When a physician uses a blunt-tipped cannula to administer a soft-tissue filler like Juvederm, Radiesse, Restylane, Perlane or other, they are using a blunt-ended, usually flexible, straw-shaped tool to move around the area. This tool allows the injector to lay little threads of the filler product smoothly and evenly. The key point here is that blunt-tipped micro cannulas are not sharp. When the filler is administered with one, the tissue is not pierced through or poked like it would with a ‘regular’ needle. The physician or nurse will be sliding the cannula in through a tiny pin-point opening that they create (in an inconspicuous place like the corners of the mouth). Then they'll thread/glide the cannula through the tissue, smoothly filling the area with the product. Additionally, they do not have to pierce through the surface skin multiple times like they would with a needle. This means less possibility of bruising for you!
It’s also less painful, and you'll typically end up with much less swelling. Here’s a great study from the American Society for Aesthetic Plastic Surgery, if you'd like to check that out.
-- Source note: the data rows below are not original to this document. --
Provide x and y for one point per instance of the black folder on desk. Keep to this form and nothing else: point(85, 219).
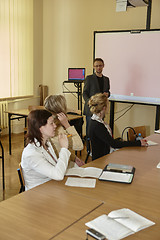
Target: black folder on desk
point(117, 173)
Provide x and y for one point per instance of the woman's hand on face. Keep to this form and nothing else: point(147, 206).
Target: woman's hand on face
point(144, 143)
point(63, 140)
point(63, 120)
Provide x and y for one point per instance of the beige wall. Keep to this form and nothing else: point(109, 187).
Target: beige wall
point(68, 27)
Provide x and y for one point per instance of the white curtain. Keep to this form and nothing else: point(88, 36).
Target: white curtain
point(16, 48)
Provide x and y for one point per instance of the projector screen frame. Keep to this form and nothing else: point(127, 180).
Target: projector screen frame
point(128, 99)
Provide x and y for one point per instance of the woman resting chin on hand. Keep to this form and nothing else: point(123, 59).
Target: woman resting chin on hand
point(39, 161)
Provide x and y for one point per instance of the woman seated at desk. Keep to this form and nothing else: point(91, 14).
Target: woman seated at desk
point(100, 133)
point(57, 105)
point(39, 162)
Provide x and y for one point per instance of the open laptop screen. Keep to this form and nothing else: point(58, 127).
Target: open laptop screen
point(76, 74)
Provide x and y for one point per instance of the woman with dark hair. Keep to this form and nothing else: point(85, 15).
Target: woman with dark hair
point(100, 133)
point(39, 161)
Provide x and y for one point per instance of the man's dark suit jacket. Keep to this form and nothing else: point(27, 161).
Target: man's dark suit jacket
point(91, 87)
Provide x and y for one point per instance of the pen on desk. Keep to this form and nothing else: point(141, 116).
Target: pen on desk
point(118, 217)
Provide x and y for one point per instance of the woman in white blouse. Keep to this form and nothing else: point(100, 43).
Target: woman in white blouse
point(57, 105)
point(39, 161)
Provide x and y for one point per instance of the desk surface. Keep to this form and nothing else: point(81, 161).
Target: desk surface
point(25, 112)
point(43, 211)
point(141, 196)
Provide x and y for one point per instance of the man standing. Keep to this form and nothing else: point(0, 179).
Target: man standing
point(95, 83)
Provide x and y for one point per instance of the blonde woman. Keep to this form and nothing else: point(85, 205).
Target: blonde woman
point(100, 133)
point(57, 105)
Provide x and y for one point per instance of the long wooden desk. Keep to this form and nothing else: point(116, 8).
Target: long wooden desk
point(42, 213)
point(76, 120)
point(55, 211)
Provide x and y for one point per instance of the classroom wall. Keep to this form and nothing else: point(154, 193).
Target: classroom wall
point(68, 27)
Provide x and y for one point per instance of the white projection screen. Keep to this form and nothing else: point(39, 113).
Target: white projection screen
point(132, 62)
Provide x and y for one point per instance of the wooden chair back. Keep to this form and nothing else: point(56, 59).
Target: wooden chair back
point(21, 179)
point(140, 129)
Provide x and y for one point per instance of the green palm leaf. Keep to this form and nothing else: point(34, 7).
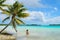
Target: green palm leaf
point(14, 25)
point(18, 21)
point(6, 19)
point(23, 15)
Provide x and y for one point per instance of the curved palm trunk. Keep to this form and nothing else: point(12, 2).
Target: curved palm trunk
point(5, 28)
point(13, 23)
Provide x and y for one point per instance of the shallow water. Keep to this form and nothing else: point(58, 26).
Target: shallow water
point(36, 32)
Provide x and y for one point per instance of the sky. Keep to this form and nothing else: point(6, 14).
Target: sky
point(41, 11)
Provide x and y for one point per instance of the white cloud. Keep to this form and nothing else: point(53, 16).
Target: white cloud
point(33, 3)
point(36, 17)
point(10, 1)
point(55, 20)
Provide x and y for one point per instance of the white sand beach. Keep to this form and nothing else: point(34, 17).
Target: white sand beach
point(36, 33)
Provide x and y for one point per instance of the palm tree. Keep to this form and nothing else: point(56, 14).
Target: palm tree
point(14, 12)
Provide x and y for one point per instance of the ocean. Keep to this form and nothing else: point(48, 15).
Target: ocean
point(36, 32)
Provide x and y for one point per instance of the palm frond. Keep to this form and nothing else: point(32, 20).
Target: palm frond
point(18, 21)
point(6, 12)
point(6, 19)
point(22, 10)
point(23, 15)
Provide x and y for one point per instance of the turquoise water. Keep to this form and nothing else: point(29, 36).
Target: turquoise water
point(45, 26)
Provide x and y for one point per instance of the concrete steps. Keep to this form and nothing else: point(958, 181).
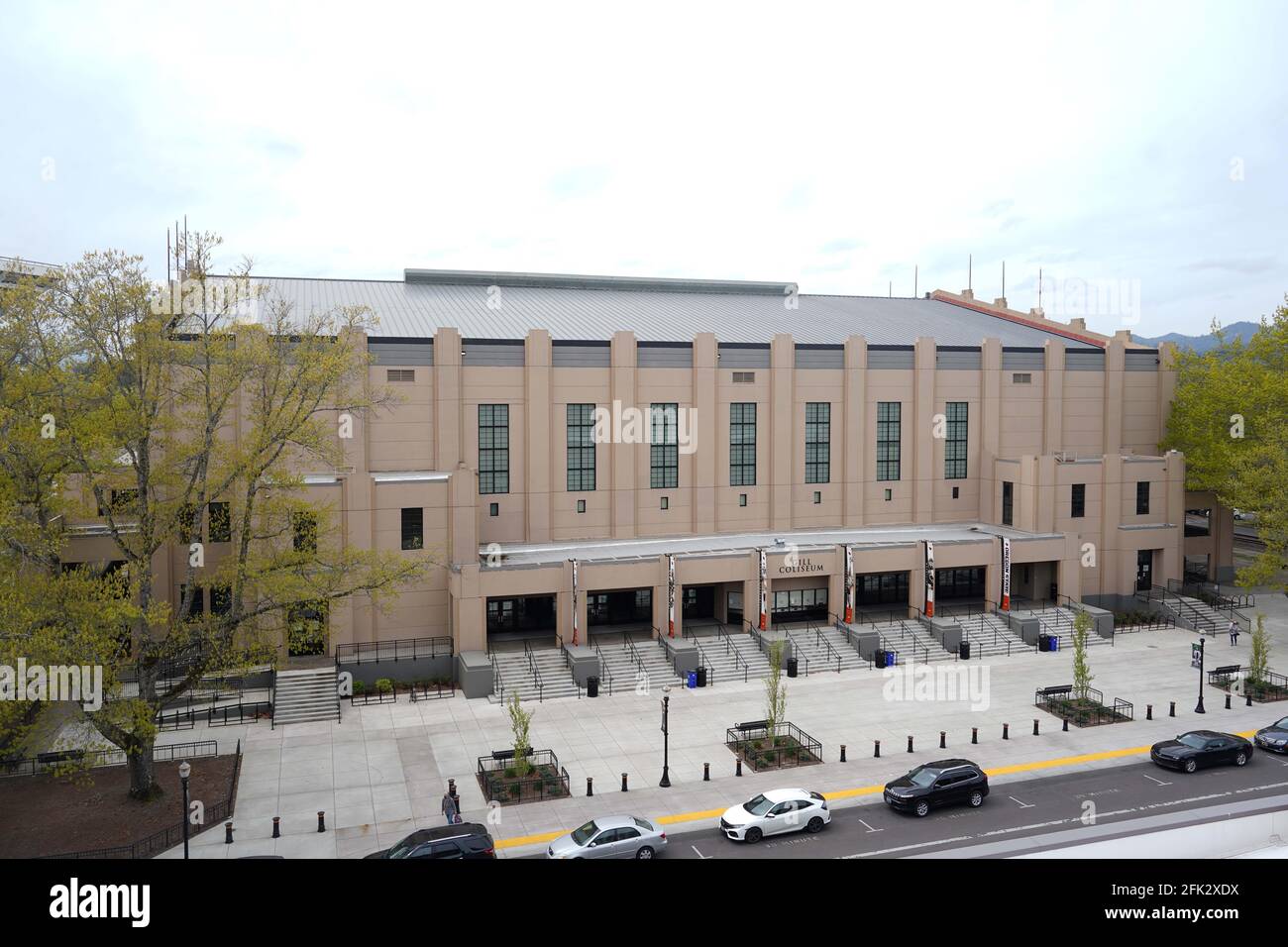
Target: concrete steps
point(516, 677)
point(305, 696)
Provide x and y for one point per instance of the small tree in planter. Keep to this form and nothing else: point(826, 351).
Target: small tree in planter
point(520, 720)
point(1258, 663)
point(776, 693)
point(1082, 676)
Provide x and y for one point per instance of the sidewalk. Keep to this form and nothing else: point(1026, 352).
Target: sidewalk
point(381, 772)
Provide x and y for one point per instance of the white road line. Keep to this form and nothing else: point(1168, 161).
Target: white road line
point(1068, 821)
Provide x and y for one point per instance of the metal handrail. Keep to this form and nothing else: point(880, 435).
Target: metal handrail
point(730, 648)
point(831, 651)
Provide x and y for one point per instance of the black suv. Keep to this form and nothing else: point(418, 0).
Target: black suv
point(464, 840)
point(944, 783)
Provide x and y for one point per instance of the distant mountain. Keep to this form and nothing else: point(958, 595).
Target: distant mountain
point(1203, 343)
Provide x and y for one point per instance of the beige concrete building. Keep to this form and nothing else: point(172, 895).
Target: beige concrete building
point(581, 453)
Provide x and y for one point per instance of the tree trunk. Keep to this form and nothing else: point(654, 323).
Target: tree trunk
point(143, 784)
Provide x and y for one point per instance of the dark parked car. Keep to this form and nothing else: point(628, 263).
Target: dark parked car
point(1273, 737)
point(1201, 749)
point(464, 840)
point(945, 783)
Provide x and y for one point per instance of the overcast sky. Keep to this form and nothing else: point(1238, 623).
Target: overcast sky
point(1138, 151)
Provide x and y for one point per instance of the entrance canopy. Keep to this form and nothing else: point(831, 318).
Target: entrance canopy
point(871, 538)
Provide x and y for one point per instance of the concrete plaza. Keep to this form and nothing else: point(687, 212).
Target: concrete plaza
point(381, 772)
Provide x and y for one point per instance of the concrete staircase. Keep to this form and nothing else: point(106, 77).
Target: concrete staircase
point(734, 659)
point(640, 663)
point(825, 648)
point(910, 639)
point(544, 678)
point(305, 694)
point(991, 635)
They did a 2 week comparison of post-injection 'downtime' of needles and micro-cannulas. They conclude that cannulas are the way to go!
l personally would describe the feeling as “weirdzies” versus “OUCH!!”. You can certainly feel something moving around, which is why I describe it more as a strange sensation, and not really a pain sensation. I've personally tried the Dermasculpt Cannula, which seems to be a great product. Dermasculpt cannulas have pretty much become the standard for soft-tissue filler treatment at Cadella Medical Spa and Wellness Center here in Chicago, so it's the brand I'm most familiar with.
Even though blunt-tipped cannulas are a fantastic way to have a soft-tissue filler injected, not all docs use them. They can be much more expensive than regular needles, and training is needed (there is a learning curve, as I understand). It's also important to know that even if they utilize cannulas for injections in their practice, sometimes an injector will choose to use a traditional needle. It can depend on the product being used, because some fillers are thicker or thinner than others. It also depends on and what the injector wants to do with it, and where they'd like to put it, so it won't be appropriate all the time. Chat it out with your injector to see if you're a good candidate for blunt tipped micro cannulas at your next treatment.